Olpe. „Ich bin wie ein Sportwagen mit angezogener Handbremse“, sagt Öner Ersin über sich. Er ist Tetraspastiker und sitzt im Rollstuhl. Aber er möchte so viel mehr. Er möchte Menschen mit Handicap zeigen, dass sie mehr können und genauso viel wert sind wie jeder andere. Dazu möchte der 33-Jährige jetzt ein Buch schreiben.


Pfiffig, selbstbewusst und humorvoll: Das ist Öner Ersin. Der 33-Jährige wohnt mitten in Olpe. Die Wohnung: sein größter Schritt in ein selbstständiges Leben. „Das war sehr anstrengend“, erzählt Ersin. Niemand habe an ihn geglaubt. „Dabei wollte ich doch nur eine eigene Wohnung und nicht Dachdecker werden.“

Seit seiner Kindheit ist Öner Tatraspastiker. Heißt, alle vier Extremitäten sind gelähmt und er sitzt im Rollstuhl. „Ich war eine Frühgeburt, das war nicht genetisch bedingt.“ Seitdem wurde er von seiner Mutter gepflegt. Aber seine Mutter sollte nicht seine Pflegerin, sondern seine Mama sein. „Das tat mir in der Seele weh, das zu sehen“, erinnert sich der Olper.

Eigenständiges Leben

Er wollte eigenständig leben. „Für andere ist das Leben bei Menschen mit Handicap schon immer vorprogrammiert“, sagt Öner. So würde zumindest die Gesellschaft denken. „Lehrer haben zu mir gesagt, aus dir wird sowieso nichts.“ Was verletzend ist, machte den jungen Mann über die Jahre stärker. Er wollte eigenständig sein, wollte seiner Mama das Leben zurückgeben, das sie verdient hatte.

Vor drei Jahren erhielt er seine eigene Wohnung. „Dadurch habe ich eine Menge Selbstbewusstsein getankt“, freut er sich.

Er hat eine 24-Stunden-Kraft die ihn in seiner Wohnung betreut. von Christine Schmidt
Er hat eine 24-Stunden-Kraft die ihn in seiner Wohnung betreut. © Christine Schmidt

Öner ist ein Kämpfer. „Ich habe nie etwas vor die Füße gelegt bekommen. Ich möchte immer einen Schritt zu viel machen.“ Dass er im Rollstuhl sitzt, ist für ihn Fluch und Segen zugleich. Auf der einen Seite würde er gerne körperlich mit seinem Geist mithalten können. Sein Kopf sage immer „Nun komm, mach schon“. Aber er sei eben der Sportwagen mit angezogener Handbremse und an den Rollstuhl gebunden.

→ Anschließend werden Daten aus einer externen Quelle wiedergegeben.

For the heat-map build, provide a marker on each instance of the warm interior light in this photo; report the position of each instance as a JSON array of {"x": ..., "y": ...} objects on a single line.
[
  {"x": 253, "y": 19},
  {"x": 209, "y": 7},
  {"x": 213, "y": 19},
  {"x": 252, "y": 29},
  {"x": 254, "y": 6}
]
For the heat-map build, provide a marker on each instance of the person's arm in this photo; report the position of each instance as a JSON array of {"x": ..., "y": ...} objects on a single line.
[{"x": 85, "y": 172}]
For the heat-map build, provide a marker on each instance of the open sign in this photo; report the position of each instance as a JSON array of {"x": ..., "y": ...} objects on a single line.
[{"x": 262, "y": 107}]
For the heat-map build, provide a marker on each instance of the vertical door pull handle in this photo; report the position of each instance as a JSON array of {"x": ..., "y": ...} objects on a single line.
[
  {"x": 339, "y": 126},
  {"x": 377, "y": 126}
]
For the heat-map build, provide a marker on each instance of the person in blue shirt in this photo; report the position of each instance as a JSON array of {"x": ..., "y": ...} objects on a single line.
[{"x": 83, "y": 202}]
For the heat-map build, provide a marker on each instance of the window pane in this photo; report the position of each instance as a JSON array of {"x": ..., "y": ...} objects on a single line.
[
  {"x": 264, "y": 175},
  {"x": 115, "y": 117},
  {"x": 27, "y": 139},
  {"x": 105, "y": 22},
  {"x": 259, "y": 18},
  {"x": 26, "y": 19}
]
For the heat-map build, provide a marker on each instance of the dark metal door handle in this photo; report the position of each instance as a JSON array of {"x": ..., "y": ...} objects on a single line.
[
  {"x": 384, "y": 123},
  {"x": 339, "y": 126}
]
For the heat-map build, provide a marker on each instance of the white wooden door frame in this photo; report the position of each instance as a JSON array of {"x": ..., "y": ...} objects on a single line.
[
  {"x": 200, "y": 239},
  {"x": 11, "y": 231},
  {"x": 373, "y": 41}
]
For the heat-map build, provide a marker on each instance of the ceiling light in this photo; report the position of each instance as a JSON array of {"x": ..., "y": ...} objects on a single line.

Auf der anderen Seite nimmt er dadurch alles intensiver wahr, weil sich bei ihm alles im Kopf abspielt. „Mein Leben ist entschleunigt. Andere rauschen so durch einen Tunnel und realisieren vieles gar nicht mehr“, sagt er. Er selbst fühle alles im Kopf und nehme dort alles wahr. „Ein Gedankengang ist immer schneller als ein Schritt nach vorne“, sagt er.

Das Leben wertschätzen

Gerne würde Öner auch „einfach mal wohin fahren“. Aber bei ihm müsse eben alles im Voraus geplant sein – wie komme ich am besten wohin. Was für Menschen ohne Behinderung meist selbstverständlich ist, bedarf bei dem 33-Jährigen viel mehr Zeit.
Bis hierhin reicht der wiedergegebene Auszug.